Protection of Indian monuments figured among the most important concerns of the IHC. It passed two other resolutions that called on the government to take extra caution in dealing with monuments that are being targeted by vested political interests.

“All buildings, whatever their nature, if over 200 years old, should be strictly protected, under the terms of the Protection of Monuments Act, and their character, if these are religious structures, should not be altered; and, where worship has ceased, it should not be restored. It feels that this is also the obligation imposed on the Archaeological Survey of India by the Protection of Monuments Act, and other existing legislation,” one of the IHC’s resolutions said in the context of judicial proceedings in the matters concerning the Shahi Idgah in Mathura and Gyanvapi mosque in Varanasi.

Another resolution strongly condemned the Union government’s recent attempt to remove the Sunheri Masjid, a Mughal-era monument which even the Britishers had left untouched during the construction of Delhi as the imperial capital city.
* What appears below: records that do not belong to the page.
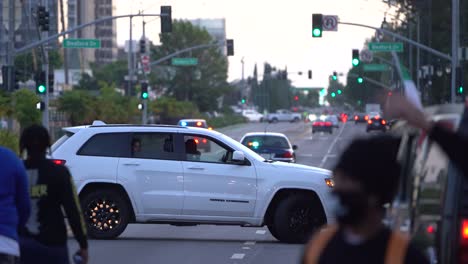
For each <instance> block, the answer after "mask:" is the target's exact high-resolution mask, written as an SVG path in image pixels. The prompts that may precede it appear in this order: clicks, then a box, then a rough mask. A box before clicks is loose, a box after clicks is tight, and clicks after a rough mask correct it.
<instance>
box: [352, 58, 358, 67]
mask: <svg viewBox="0 0 468 264" xmlns="http://www.w3.org/2000/svg"><path fill="white" fill-rule="evenodd" d="M358 65H359V60H358V59H356V58H355V59H353V66H358Z"/></svg>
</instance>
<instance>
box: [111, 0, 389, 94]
mask: <svg viewBox="0 0 468 264" xmlns="http://www.w3.org/2000/svg"><path fill="white" fill-rule="evenodd" d="M114 3H115V5H116V10H115V13H116V15H121V14H128V13H130V12H133V13H137V12H138V10H144V12H145V13H159V8H160V6H161V5H171V6H172V17H173V18H174V19H195V18H226V33H227V38H232V39H234V46H235V56H232V57H229V80H235V79H240V78H241V72H242V64H241V59H242V57H244V61H245V76H246V77H247V76H251V75H252V72H253V68H254V65H255V64H258V67H259V74H261V73H262V72H263V63H264V62H269V63H271V64H272V65H273V66H277V67H279V68H284V67H286V66H287V67H288V71H289V72H290V74H289V78H290V79H291V80H293V84H294V85H296V86H298V87H326V86H327V84H328V76H329V75H330V74H331V73H332V72H333V71H337V72H339V73H340V72H343V73H345V72H347V71H348V69H349V68H350V66H351V50H352V49H353V48H359V49H361V48H362V47H363V43H364V41H365V39H367V38H369V37H370V36H372V35H373V34H374V32H373V31H371V30H369V29H362V28H357V27H351V26H345V25H339V27H338V32H324V34H323V37H322V38H312V36H311V28H312V13H322V14H326V15H338V16H339V18H340V20H341V21H343V22H355V23H362V24H367V25H372V26H376V27H378V26H380V24H381V22H382V20H383V17H384V14H385V12H386V11H387V10H388V5H387V4H385V3H383V2H382V0H288V1H283V0H114ZM152 20H154V21H152ZM133 21H134V23H133V24H134V27H133V37H134V38H135V39H139V38H140V37H141V35H142V20H141V19H139V18H138V19H134V20H133ZM146 21H147V22H150V21H152V22H150V23H148V24H147V26H146V30H147V32H146V35H147V37H148V38H150V39H151V40H152V41H153V42H155V43H158V42H159V37H158V34H159V30H160V24H159V20H158V19H153V18H147V19H146ZM128 38H129V20H128V19H120V20H117V42H118V44H119V46H123V44H124V43H125V40H126V39H128ZM309 69H310V70H312V72H313V79H312V80H309V79H307V74H303V75H302V76H299V75H297V74H293V73H292V72H298V71H303V72H307V71H308V70H309ZM342 78H344V77H342Z"/></svg>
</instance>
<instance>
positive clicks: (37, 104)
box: [36, 101, 45, 112]
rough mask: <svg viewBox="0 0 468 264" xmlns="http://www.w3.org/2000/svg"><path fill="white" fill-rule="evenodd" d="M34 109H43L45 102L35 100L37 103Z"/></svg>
mask: <svg viewBox="0 0 468 264" xmlns="http://www.w3.org/2000/svg"><path fill="white" fill-rule="evenodd" d="M36 109H37V110H40V111H41V112H42V111H44V109H45V103H44V102H42V101H40V102H37V104H36Z"/></svg>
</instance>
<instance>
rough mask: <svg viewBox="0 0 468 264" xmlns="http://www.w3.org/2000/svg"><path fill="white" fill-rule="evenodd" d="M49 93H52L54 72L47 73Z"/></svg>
mask: <svg viewBox="0 0 468 264" xmlns="http://www.w3.org/2000/svg"><path fill="white" fill-rule="evenodd" d="M49 93H51V94H52V93H54V73H53V72H51V73H49Z"/></svg>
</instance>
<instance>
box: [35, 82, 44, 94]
mask: <svg viewBox="0 0 468 264" xmlns="http://www.w3.org/2000/svg"><path fill="white" fill-rule="evenodd" d="M37 91H38V92H39V93H41V94H42V93H45V91H46V87H45V85H42V84H41V85H39V86H38V87H37Z"/></svg>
Similarly, the IHC said that while such political calls to alter the nature of historical monuments are being made, it was “disturbing” to see the Archaeological Survey of India has “abandoned its project of annual reports and regular publication of the journal Ancient India, as also its two epigraphic journals”.

“It is vitally important that all of these be revived, properly edited and regularly published,” the IHC said in one of its six resolutions.
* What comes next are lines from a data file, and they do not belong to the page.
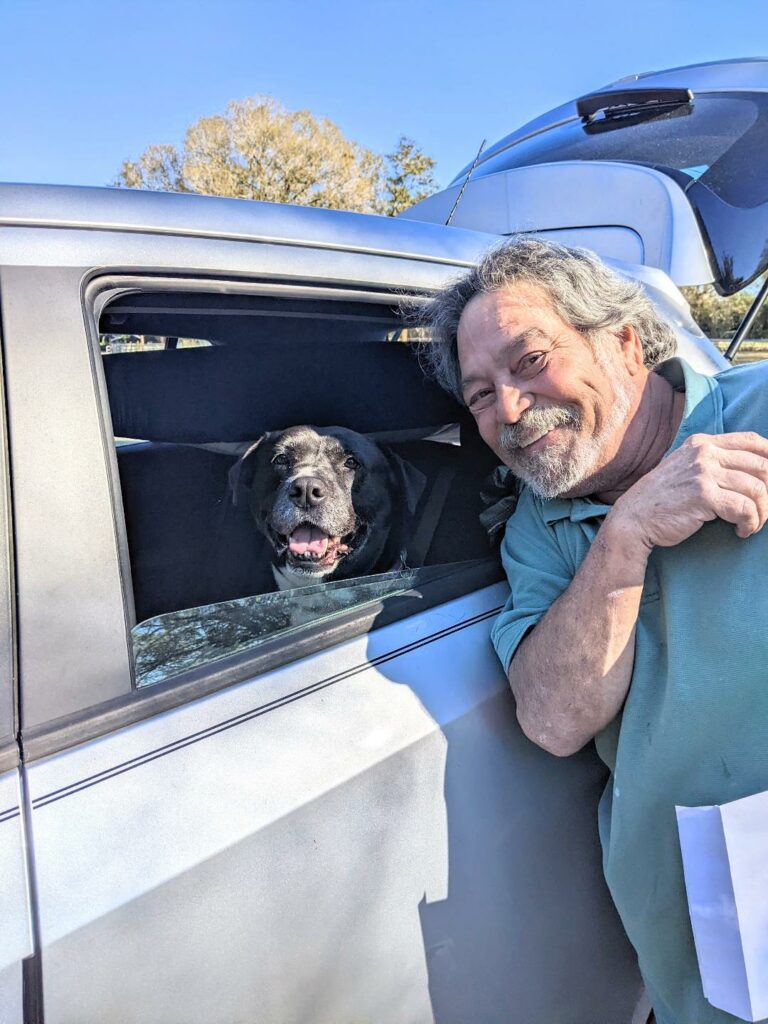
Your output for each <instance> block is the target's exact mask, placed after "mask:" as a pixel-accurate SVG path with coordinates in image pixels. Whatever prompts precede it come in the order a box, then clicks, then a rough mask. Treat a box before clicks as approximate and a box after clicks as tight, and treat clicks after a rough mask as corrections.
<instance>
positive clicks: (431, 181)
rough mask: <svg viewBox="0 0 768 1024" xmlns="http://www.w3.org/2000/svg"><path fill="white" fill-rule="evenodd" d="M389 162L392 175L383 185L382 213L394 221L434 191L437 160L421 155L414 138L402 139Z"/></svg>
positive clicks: (425, 155) (389, 160)
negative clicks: (436, 162) (411, 206)
mask: <svg viewBox="0 0 768 1024" xmlns="http://www.w3.org/2000/svg"><path fill="white" fill-rule="evenodd" d="M386 159H387V163H388V164H389V174H388V175H387V177H386V180H385V182H384V207H383V210H382V213H386V214H387V216H389V217H394V216H396V215H397V214H398V213H401V212H402V210H407V209H408V208H409V207H410V206H413V205H414V203H418V202H419V200H422V199H426V198H427V196H431V195H432V193H433V191H435V189H436V187H437V184H436V182H435V179H434V175H433V173H432V172H433V171H434V160H432V158H431V157H427V156H426V154H424V153H422V151H421V150H420V148H419V146H418V145H417V144H416V142H415V141H414V140H413V139H412V138H407V137H406V136H404V135H400V140H399V142H398V143H397V148H396V150H395V151H394V152H393V153H388V154H387V157H386Z"/></svg>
Founded in 1935-36 in Allahabad, the IHC is the largest body in India comprising professional historians and has advocated for a scientific and fact-based approach towards historical research and played a dominant role in opposing “mythification” of history. The 82nd IHC conclave happened between December 28-30, 2023, during which 1,070 research papers were presented by historians. This is the second time the IHC session was conducted in Warangal’s Kakatiya University.

The session also saw Professor Aditya Mukherjee taking charge as the newly-elected general president of the IHC from the outgoing president Professor Kesavan Veluthat. During the session, historian and columnist Ramachandra Guha was also chosen for the Lifetime Achievement Award, given every five years.

In other resolutions, the IHC reiterated its previous criticisms on how History Syllabi is being tampered with under the guise of implementing the “National Educational Policy”. The IHC said that the history books were being altered “for presenting a very coloured and inaccurate vision of Indian history in our schools, colleges and universities”.

“This is manifest in the official decree to make compulsory the study of “Indian knowledge system”, of which caste-ridden ancient texts are cited as examples, along with a curiously entrenched concern with the Aryan race. This is accompanied by overlooking much of our social, economic, intellectual and art history, and in picturing the medieval period as a time when India was under foreign thraldom, etc. Even Akbar is excluded from the detailed Indian History syllabus for the Bachelor programme framed by the University Grants Commission. Needless to say, little or no concern is shown for fields such as economic history, women’s history, or the history of environment,” a IHC resolution said.

The IHC also called for an “immediate ceasefire” in the Israel-Palestine conflict and “an end to displacement of the hapless Palestinians from their homeland”.